Le dossier judiciaire de l’ancien président Mohamed Ould Abdel Aziz constitue un véritable casse-tête pour l’actuel pouvoir mauritanien, lequel, s’il ne pousse par le parquet de la République ou les avocats de la partie civile à pondre un communiqué afin de mettre l’affaire à l’ordre du jour, s’efforce de traiter la « décennie de corruption » autrement.
C’est à ne pas en douter dans ce cadre que s’inscrit l’atelier organisé hier mardi 26 octobre courant par l’Office de Gestion des Biens Gelés, Saisis et Confisqués, relevant du ministère de la justice, au profit des juges sur les mécanismes de gestion des biens saisis.
Jusqu’à preuve du contraire, de toute l’histoire contemporaine de la Mauritanie, jamais oreille n’a entendu une initiation des magistrats sur de tels sujets chauds et abondants dans la vie du pays, se rapportant aux malversations commises au sommet de la pyramide Etat.
D’ailleurs, c’est seulement en janvier 2020 après l’éclatement du dossier de l’ex Chef de l’Etat Ould Abdel Aziz et face au vide juridique prévalent en cas d’espèce que le Conseil des ministres avait adopté le fameux projet de décret portant création, organisation et fonctionnement d’un établissement public à caractère administratif dénommé « Office de Gestion des Biens Gelés, Saisis et Confisqués et du Recouvrement des Avoirs Criminels », qui est le résultat d’une modification et une extension de certaines dispositions du décret n°2017-127 du 2 novembre 2017.
Sans vouloir parler de ciblage systématique de l’ancien président ni prendre la défense d’un dirigeant non encore blanchi de ses sept chefs d’inculpations par la justice et malgré quelques règlements d’ordre politique dont l’intéressé, en l’occurrence Aziz, est le premier catalyseur, eu égard à son immixtion précoce et méprisante de son successeur et dauphin dans le politique, le président à la démarche réfléchie et sage, après avoir annoncé son départ, toute cette verve officielle sent un acharnement sur l’ancien président qui dépasse le domaine proprement judiciaire.

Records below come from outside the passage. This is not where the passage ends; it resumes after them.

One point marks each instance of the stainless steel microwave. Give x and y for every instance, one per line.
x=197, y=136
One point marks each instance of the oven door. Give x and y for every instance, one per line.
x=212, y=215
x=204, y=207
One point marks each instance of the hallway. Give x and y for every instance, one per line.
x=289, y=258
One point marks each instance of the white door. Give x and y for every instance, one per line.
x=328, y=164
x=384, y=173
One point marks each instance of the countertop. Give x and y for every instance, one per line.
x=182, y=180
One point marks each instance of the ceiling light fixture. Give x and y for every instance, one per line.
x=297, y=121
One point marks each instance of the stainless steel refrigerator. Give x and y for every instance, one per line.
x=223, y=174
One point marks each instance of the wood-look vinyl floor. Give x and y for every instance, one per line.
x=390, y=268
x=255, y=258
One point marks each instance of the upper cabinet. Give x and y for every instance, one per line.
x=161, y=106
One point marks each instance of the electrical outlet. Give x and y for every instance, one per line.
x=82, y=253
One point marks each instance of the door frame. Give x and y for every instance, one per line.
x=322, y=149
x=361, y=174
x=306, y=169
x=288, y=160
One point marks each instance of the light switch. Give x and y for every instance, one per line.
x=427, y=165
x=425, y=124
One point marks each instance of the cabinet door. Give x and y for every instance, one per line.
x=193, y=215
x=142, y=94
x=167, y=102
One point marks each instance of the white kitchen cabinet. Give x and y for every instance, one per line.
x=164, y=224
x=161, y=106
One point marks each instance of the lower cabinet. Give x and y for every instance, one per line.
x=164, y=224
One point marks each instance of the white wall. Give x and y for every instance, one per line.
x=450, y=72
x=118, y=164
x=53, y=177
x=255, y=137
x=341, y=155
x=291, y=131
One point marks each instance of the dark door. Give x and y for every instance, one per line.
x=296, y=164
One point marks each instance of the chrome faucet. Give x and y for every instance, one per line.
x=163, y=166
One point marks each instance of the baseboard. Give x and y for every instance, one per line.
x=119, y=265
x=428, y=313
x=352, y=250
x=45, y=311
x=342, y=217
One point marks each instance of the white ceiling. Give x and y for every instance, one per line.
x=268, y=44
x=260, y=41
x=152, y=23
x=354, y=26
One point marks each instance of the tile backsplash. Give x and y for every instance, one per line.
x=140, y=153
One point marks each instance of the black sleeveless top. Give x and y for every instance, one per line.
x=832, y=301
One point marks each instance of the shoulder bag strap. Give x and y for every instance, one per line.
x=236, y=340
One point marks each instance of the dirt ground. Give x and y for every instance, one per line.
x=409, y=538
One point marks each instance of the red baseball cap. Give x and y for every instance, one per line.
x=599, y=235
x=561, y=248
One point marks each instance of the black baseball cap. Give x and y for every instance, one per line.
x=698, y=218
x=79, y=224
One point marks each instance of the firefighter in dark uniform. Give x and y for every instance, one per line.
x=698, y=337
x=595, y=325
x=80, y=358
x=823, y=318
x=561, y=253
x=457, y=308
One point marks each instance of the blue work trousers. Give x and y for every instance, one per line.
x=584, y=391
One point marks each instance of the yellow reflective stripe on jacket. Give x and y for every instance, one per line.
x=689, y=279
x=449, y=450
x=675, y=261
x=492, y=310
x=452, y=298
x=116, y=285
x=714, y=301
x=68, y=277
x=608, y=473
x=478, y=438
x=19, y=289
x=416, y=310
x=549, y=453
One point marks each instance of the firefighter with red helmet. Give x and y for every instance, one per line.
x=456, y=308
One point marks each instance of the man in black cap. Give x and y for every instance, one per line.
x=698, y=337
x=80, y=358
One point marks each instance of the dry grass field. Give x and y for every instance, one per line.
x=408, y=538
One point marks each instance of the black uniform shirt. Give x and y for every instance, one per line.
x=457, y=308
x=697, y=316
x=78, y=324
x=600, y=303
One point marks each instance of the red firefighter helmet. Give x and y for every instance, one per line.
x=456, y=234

Il sied mieux aux autorités supérieures du pays, après les déclarations du président Ould Ghazouani, selon lesquelles, cette affaire de l’ex Chef de l’Etat relève de la justice rien que de la justice et que c’est à elle qu’il faut demander des réponses et des comptes, le gouvernement, ici représenté par le ministère de la justice et les autres intrus officiels doivent garder profil bas et laisser les évènements suivre leur cours.
Ceci dit, rien n’avance dans cette affaire d’Etat qui risque de ne pas connaitre d’issue avant l’expiration du mandat arrivé à mi-parcours du président Ghazouani, d’où les fortes chances que le montagne relative à cette affaire accouche d’une souris et que l’ex Chef de l’Etat surgit du tréfonds plus déterminé et engagé à prendre sa revanche, coute-que-coute, vaille-que-vaille, sachant qu’il y va de sa dignité politique et familiale fortement malmenée.
Connu par son arrogance illimitée et comme un lion blessé, si cette affaire n’est pas définitivement épuisée avant 2024, la Mauritanie qui se prépare à se concerter en vue de créer un climat d’apaisement inédit et irréversible, peut toujours se trouver surprise au virage par l’un de ses syndromes à la malienne, guinéenne ou soudanaise.
C’est d’autant vrai que l’office de Gestion des Biens Gelé, Saisis et Confisqués se plaint déjà de défis énormes qui rendent utopiques l’atteinte de ses objectifs à court et moyen terme.
En effet, les défis les plus importants qui empêchent la mise en œuvre optimale des missions qui lui sont confiés selon son Directeur M. Cheikh Ould Hamdi, se traduisent principalement par une mauvaise coordination avec les forces de l’ordre et le ministère public, ainsi que la lenteur à renvoyer les objets saisis à l’Office.
« Des objets qui vont jusqu’à perdre leur valeur du fait de la lenteur des procédures facilitant ainsi leur détérioration ou leur dissimilation », a-t-il mis en exergue.
A propos de l’atelier précité de deux jours, organisé avec le concours du PNUD, il vise à sensibiliser les juges et leurs collaborateurs ainsi que les autres acteurs opérant dans le domaine judiciaire sur les sujets relatifs aux mécanismes de la saisie et des voies de son exécution.
Les secrétaires généraux des ministères des affaires économiques et des finances ainsi que plusieurs magistrats avaient assisté à cet atelier qui sent le « azizien ».